EU, UK misread Russia, Lords say

Lord Tugendhat [House of Lords/Roger Harris]

A major report by the House of Lords has accused the UK and EU of “sleep-walking” into the crisis in Ukraine.

The report said the EU must be prepared to increase sanctions on Russia if the situation on the ground deteriorates.

Lord Tugendhat, Chairman of the House of Lords EU Sub-Committee on External Affairs, said a lack of expertise in both the UK Foreign Office and EU led to a “catastrophic misreading of the mood” in Russia in the build up to the crisis.

“EU Member States displayed a worrying lack of political oversight regarding the Commission’s negotiations with Ukraine on the Association Agreement,” said Lord Tugendhat.

The report also condemned the actions of Russia saying “the dismemberment of a sovereign independent state is unacceptable.”

>> Read: Ukraine calls for UN peacekeepers to enforce truce

The reports says Russia is increasingly defining itself as a rival to the EU, something member states had been slow to react to.

NATO expansion and EU expansion have become conflated in Russia, with both perceived as a security threat.

“The EU’s relationship with Russia has for too long been based on the optimistic premise that Russia has been on a trajectory towards becoming a democratic ‘European’ country,” the report said. While the economic relationship between the EU and Russia had flourished, the political partnership and promotion of good governance, the rule of law and economic liberalisation had failed.

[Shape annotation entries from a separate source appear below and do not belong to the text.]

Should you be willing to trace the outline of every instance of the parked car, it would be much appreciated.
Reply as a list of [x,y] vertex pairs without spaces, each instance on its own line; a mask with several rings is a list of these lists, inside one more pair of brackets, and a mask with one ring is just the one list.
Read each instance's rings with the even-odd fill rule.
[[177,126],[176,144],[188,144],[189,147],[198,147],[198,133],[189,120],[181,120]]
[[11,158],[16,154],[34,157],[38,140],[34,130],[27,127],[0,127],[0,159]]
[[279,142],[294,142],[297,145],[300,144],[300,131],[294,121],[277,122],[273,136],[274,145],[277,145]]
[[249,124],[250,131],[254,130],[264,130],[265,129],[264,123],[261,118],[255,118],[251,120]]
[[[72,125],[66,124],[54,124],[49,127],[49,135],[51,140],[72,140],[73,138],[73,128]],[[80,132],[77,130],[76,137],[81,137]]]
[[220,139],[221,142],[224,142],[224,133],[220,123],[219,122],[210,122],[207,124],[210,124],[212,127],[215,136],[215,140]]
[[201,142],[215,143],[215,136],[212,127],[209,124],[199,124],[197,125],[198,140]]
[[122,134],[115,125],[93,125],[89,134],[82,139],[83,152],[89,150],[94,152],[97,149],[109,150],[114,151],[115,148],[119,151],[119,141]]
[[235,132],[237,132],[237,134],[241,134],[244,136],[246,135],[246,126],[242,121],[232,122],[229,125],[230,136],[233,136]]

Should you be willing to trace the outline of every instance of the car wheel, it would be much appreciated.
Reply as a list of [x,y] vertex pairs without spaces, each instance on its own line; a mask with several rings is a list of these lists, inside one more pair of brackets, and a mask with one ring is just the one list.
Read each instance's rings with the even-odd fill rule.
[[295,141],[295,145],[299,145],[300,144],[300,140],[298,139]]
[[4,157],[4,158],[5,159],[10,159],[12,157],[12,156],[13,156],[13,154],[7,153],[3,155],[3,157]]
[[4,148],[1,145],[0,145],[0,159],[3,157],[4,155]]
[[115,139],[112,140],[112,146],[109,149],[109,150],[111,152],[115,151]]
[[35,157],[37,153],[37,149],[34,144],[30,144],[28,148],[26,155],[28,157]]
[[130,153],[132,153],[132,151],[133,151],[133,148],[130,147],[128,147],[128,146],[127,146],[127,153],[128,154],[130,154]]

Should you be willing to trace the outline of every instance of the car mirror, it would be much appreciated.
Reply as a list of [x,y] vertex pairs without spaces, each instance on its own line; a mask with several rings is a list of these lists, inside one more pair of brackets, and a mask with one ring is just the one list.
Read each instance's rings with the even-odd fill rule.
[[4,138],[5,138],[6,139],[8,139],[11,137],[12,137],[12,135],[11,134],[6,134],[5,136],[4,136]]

The report praised the united response of EU member states towards Russia and called for “intensive dialogue” over the issue of Crimea. It called for the EU to make greater efforts to engage with the Eurasian Union, despite Russia failing to meet its WTO commitments. The report said the current stance risked “creating new dividing lines on the continent.”

>> Read: Russia starts supplying gas to Eastern Ukraine ‘as humanitarian aid’

The Committee stressed the need for the EU to look beyond the present crisis by undertaking work on the terms on which its relationship with Russia should be conducted in the long term. 

“Looking to the future, Ukraine will need a huge assistance package from the EU,” said Lord Tugendhat.

“Ukraine must attempt reform and tackle corruption as part of any deal. Russian corruption too must be confronted.”


The crisis in Ukraine erupted after its former President Viktor Yanukovich cancelled plans to sign trade and political pacts with the EU in November 2013 and instead sought closer ties with Russia, triggering protests that turned bloody and drove him from power.

Moscow annexed Crimea in March following a referendum staged after Russian forces established control over the Black Sea peninsula in the biggest East-West crisis since the Cold War.

Pro-Russian militants control buildings in more than ten towns in eastern Ukraine after launching their uprising on 6 April. On 11 May, pro-Moscow rebels declared a resounding victory in a referendum in Donetsk and Luhansk, which the West called illegal and illegitimate.

The fighting has escalated sharply after Ukrainian President Petro Poroshenko ordered on 1 July an assault on separatists. The EU's resolve to punish Russia strengthened after the downing in Ukraine on 17 July of a Malaysia Airlines passenger plane, killing all 298 people on board. 194 of the passengers were from the Netherlands.

Western leaders say pro-Russian rebels almost certainly shot the airliner down by mistake with a Russian-supplied surface-to-air missile. Moscow has blamed Kyiv for the tragedy.

On 27 August, NATO and the U.S. said Russian incursions into Ukraine took an "overt and obvious form" and on 28 August Poroshenko said Russia had invaded Ukraine.

A cease fire was agreed on 13 February, but appears not to be holding.